The contradictory Merck trial released today is the first time anyone has shown Erbitux helps patients live longer, lead author Eric Van Cutsem, a professor at University Hospital Gasthuisberg in Belgium, said before the results were released. The trial tested tumors from patients in a previous Erbitux trial to find enough people with normal KRAS genes for researchers to draw conclusions.
“These are the first survival data ever,” Wolfgang Wein, executive vice president of oncology at Merck, said in an interview this week. “They are robust. They are highly significant.”
The independent study, on the other hand, drew from a “very frail and maybe not so typical population,” Wein said.
U.K. Study
Had the U.K. study shown that Erbitux keeps colon cancer patients alive, the therapy could have challenged sales of Swiss drugmaker Roche’s Avastin in Europe, said Amit Roy, head of health-care equity research at Nomura International in London, in a note to clients before the results were released. No other drug has been shown to keep patients alive in combination with modern chemotherapy, he said.
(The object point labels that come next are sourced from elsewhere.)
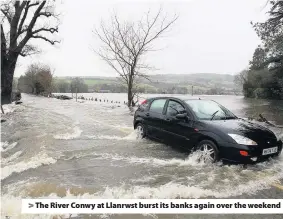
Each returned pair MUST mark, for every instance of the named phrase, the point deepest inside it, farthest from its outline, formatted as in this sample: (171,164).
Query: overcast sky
(210,36)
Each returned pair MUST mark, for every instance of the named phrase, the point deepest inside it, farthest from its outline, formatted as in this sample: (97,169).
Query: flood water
(63,148)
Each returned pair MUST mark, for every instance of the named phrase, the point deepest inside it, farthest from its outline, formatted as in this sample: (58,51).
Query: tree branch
(52,42)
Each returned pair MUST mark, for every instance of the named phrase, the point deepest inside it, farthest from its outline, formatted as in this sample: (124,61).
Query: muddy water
(55,148)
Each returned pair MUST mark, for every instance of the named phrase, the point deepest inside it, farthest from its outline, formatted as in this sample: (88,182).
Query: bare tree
(38,79)
(241,77)
(125,43)
(23,21)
Lilly and partner Bristol-Myers Squibb Co. market Erbitux in the U.S., while Merck sells it elsewhere. Sales of the drug outside the U.S. are not likely to reach 1 billion euros ($1.48 billion) a year before 2011, Wein said. The European Union in July rejected the drug as a treatment for a form of lung cancer. It’s approved for use in colorectal as well as head and neck tumors.
Merck, which is based in Darmstadt and not affiliated with U.S. drugmaker Merck & Co., provided Erbitux for the U.K. trial, sponsored by the London-based Medical Research Council.
Now doctors will have the task of weighing the differences between Merck’s results and the independent trial, said Richard Adams, an investigator on the U.K. trial and a senior lecturer in oncology at Cardiff University.
“I suspect clinicians may increase their use of cetuximab in a first-line setting, but then they’ve got to weigh that against Avastin as well,” Adams said. “It’s a very complex area all of a sudden.”